1.      What do you think is your greatest achievement so far?


I honestly can’t think of a single achievement that stands out.  But my deep involvement in the growth and “evolution” of KSearch, throughout the years, is something I am very proud of. 


2.      What are your upcoming projects?


In KSearch, I want to complete the databank project and social media/online presence project which I’ve initiated over a year ago.  Through the leadership of a very capable new employee (Verna), I think these will be realized very soon.


What I want to work on next is establishing stronger ties with our Horton partners so we can fully bring to fruition the benefits of being part of a global organization. 


On a personal side, I want to learn Mandarin.  I have long realized how much of an edge the language skill will bring to any professional who wants to be global.  I feel the urgency now more than ever – all I need is the time to do it!
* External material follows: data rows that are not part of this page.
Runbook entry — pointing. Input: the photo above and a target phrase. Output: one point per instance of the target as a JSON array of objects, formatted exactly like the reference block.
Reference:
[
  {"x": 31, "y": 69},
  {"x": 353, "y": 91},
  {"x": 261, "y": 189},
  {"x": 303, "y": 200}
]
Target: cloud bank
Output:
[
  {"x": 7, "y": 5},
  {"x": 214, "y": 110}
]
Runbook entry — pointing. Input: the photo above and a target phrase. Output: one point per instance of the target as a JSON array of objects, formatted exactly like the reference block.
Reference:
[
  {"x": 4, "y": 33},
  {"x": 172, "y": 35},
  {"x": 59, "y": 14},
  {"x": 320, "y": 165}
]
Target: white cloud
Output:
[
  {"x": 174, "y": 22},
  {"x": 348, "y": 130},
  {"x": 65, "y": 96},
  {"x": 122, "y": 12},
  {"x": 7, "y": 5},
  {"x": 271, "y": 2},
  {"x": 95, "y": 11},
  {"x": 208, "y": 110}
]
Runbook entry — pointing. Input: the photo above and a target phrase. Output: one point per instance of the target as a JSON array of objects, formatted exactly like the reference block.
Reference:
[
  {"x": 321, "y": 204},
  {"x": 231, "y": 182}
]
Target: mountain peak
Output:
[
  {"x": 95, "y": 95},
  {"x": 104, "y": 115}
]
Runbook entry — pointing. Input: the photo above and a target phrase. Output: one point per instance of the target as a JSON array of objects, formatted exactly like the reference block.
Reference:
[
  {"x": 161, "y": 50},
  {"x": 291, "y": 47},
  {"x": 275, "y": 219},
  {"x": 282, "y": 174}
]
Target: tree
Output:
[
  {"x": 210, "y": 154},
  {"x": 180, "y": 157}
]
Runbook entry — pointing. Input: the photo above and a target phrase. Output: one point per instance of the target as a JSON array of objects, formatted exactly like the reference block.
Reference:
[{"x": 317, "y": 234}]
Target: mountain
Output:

3.      What makes you so motivated to keep driving yourself to produce high performance levels in KSearch -- as you obviously have succeeded in doing all these many years?


Executive search is such an interesting business.  I love the fact that to become better at what I do means I must push myself to learn new things every day.  So it’s not difficult to be good at the job.


But, I’m not saying that I’m motivated to work all the time.  I think I just have a strong sense of obligation.  I always think about my clients, my team, my boss, the entire firm, and what will happen if I don’t do a good job.   


4.      How do you maintain enthusiasm at work?


It’s not hard for me.  The work, like I said, is very interesting so I don’t really “drag” myself to the office in the morning.  I also like to keep a positive attitude with everything – I hardly complain, I don’t dwell on failures, and I don’t like getting stuck in a rut so I like to think of alternatives/solutions.  I don’t allow the regular frustrations of the executive search business to get to me.  Mind you, it can REALLY get frustrating.  But there are some realities of the business that I just accept (e.g. positions that are put on hold, candidates who decline job offers, bad clients).  So it means that I’ve just got to give more.     


Of course, there are those little things that make a big difference.  Listening to good music on the way to work sets me in the right mood.  I also encourage our playing good music while at work because it really boosts our energies.  Good food also helps a lot.  Being in the company of people who like to eat and a boss who encourages us to try different cuisines is a great pick-me-upper.


5.      How do you manage stress?


When I am in a very difficult situation at work, especially those that seem impossible to resolve, I often remind myself of the past difficult experiences I have overcome.  This gives me a better perspective of my present problems and gives me confidence of my capabilities to overcome them - like I have done in the past.  I don’t like succumbing to stress.  I like to have more control and plan my way around it.


6.      What keeps you busy other than work?


It’s always one thing or another.  I like being involved in some activity – exercise, business, a hobby.  Most recently, I graduated from fashion school where I’ve been spending my Saturdays for the past 2 ½ years.  I’ve always been interested in fashion; it brings out my creative side.  I am also excited with the prospect of getting into retail very soon through a reward I received during our class graduation. 


7.      What’s your message to KSearch employees on keeping the value of company loyalty?


Loyalty is not a popular word nowadays.  I’ve seen and felt the changes on people’s mindset about it over the years.  In fact, sometimes I feel detached from a generation that I perceive as only wanting instant gratification – people who can just leave a job when they are not satisfied with one thing or another.   


I like to make loyalty a positive idea again.  I don’t want people feeling forced to be loyal to the company.  Speaking from experience, loyalty was not something forced upon me.  It just happened!  I guess it’s because I didn’t see loyalty as a one-sided thing.  My staying with the firm for 12+ years was not because of KSearch’s benefit alone, it was very much for my own benefit too!  I can say with all sincerity that when you give your best, your company gives back.  This has been my experience.